Levels of Abstraction and Progress

2014-06-11 ☼ virtualizationabstractioninnovation

The abstractions we build are the building blocks of future innovations.

Today Google announced they have added support for Docker in Google App Engine. While this is great news for developers looking for a place to deploy their Docker images, it represents something larger. The Linux container represents a major shift in how we think about servers and the way we interact with them.

If you were to ask a modern web developer to describe the flow of an HTTP request, she would probably tell you:

  1. An HTTP request is created by the user’s browser and sent to your server
  2. Your server then receives the request through an HTTP server like Apache or Nginx
  3. The HTTP server then hands off the request to your application server, something like Puma, Unicorn, Tornado, JBoss, etc

Of course she’s just probably trying to get you to stop asking silly questions and so she glossed over some of the details. If asked to provide details though, most of us would still miss quite a few because they have become abstracted over time.

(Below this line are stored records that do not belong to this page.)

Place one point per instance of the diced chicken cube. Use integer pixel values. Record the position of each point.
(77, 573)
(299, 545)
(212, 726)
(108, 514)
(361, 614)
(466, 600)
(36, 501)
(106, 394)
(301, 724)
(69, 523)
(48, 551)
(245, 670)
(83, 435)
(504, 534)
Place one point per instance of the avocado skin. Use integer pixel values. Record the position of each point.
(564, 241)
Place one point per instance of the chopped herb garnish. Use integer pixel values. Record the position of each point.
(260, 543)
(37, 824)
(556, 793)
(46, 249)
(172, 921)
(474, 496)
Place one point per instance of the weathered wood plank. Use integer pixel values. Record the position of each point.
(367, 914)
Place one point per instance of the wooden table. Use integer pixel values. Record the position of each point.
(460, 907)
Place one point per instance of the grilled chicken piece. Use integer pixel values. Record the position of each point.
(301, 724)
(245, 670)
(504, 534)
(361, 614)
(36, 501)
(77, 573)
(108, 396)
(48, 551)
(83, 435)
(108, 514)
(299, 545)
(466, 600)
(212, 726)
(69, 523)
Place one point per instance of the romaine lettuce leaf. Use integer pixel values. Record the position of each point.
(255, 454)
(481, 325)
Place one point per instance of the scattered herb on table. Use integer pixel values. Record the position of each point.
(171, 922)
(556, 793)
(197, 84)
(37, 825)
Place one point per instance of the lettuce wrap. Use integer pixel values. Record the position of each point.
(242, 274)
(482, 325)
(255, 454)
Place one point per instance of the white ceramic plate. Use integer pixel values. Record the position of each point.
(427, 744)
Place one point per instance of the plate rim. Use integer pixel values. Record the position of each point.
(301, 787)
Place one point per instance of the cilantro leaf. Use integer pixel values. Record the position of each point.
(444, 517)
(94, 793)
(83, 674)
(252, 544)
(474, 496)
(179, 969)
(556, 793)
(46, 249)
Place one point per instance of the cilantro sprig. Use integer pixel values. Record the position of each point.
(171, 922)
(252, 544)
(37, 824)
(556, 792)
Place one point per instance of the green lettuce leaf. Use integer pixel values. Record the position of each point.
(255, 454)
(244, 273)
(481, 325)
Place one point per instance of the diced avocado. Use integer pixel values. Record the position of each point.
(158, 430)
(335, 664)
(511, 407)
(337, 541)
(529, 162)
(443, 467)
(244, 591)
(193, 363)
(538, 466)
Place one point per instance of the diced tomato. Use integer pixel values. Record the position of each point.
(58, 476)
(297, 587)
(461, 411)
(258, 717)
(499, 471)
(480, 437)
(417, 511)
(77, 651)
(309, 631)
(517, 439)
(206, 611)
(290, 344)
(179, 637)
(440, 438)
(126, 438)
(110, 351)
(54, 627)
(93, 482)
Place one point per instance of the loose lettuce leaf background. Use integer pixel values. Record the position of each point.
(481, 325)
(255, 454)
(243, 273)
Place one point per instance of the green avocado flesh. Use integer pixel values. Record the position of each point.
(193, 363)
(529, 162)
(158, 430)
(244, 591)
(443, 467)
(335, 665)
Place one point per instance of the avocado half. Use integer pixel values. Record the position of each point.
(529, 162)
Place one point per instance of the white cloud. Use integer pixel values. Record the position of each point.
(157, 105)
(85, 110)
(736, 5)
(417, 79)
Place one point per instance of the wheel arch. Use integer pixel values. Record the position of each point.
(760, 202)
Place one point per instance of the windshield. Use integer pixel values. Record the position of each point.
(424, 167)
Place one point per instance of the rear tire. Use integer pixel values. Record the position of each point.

We often forget that within each HTTP request there are layers upon layers of abstractions as thick as an onion. There are operating systems responsible for wrapping things in a TCP/IP request. There is DNS resolution. There are ethernet or wifi adapters that have drivers and create Ethernet frames. There are routing protocols within your home router and there are routing protocols that that wrap all of that so your request can get routed through datacenters and slowed down by big ISPs.

All of these things must happen for a request to be fulfilled yet we don’t spend much time contemplating them. There was a time when some of these things mattered. We cared about the brand of our network cards, whether the FreeBSD TCP/IP stack really was really better than Linux, and we cared about the hardware our servers ran.

Those things stopped mattering when they all became good enough. We started thinking of them as building blocks we could use to build things. We started using them interchangeably in the systems we build. The abstraction of these components allowed us to focus our efforts higher up the chain.

The same thing is happening to the concept of servers. Virtualization may have started the cycle, but Linux containers are quickly gaining traction for their speed and low overhead. In addition to Docker support in Google App Engine, Google also announced an open source container cluster management software called Kubernetes. Earlier this week Mesosphere, a commercial version of Apache Mesos that is used by Twitter to manage their containers, announced they had closed a $10MM round led by Andreeseen Horowitz.

The abstraction of servers is in full force and I can’t wait until we all describe our infrastructure without even mentioning the word server.’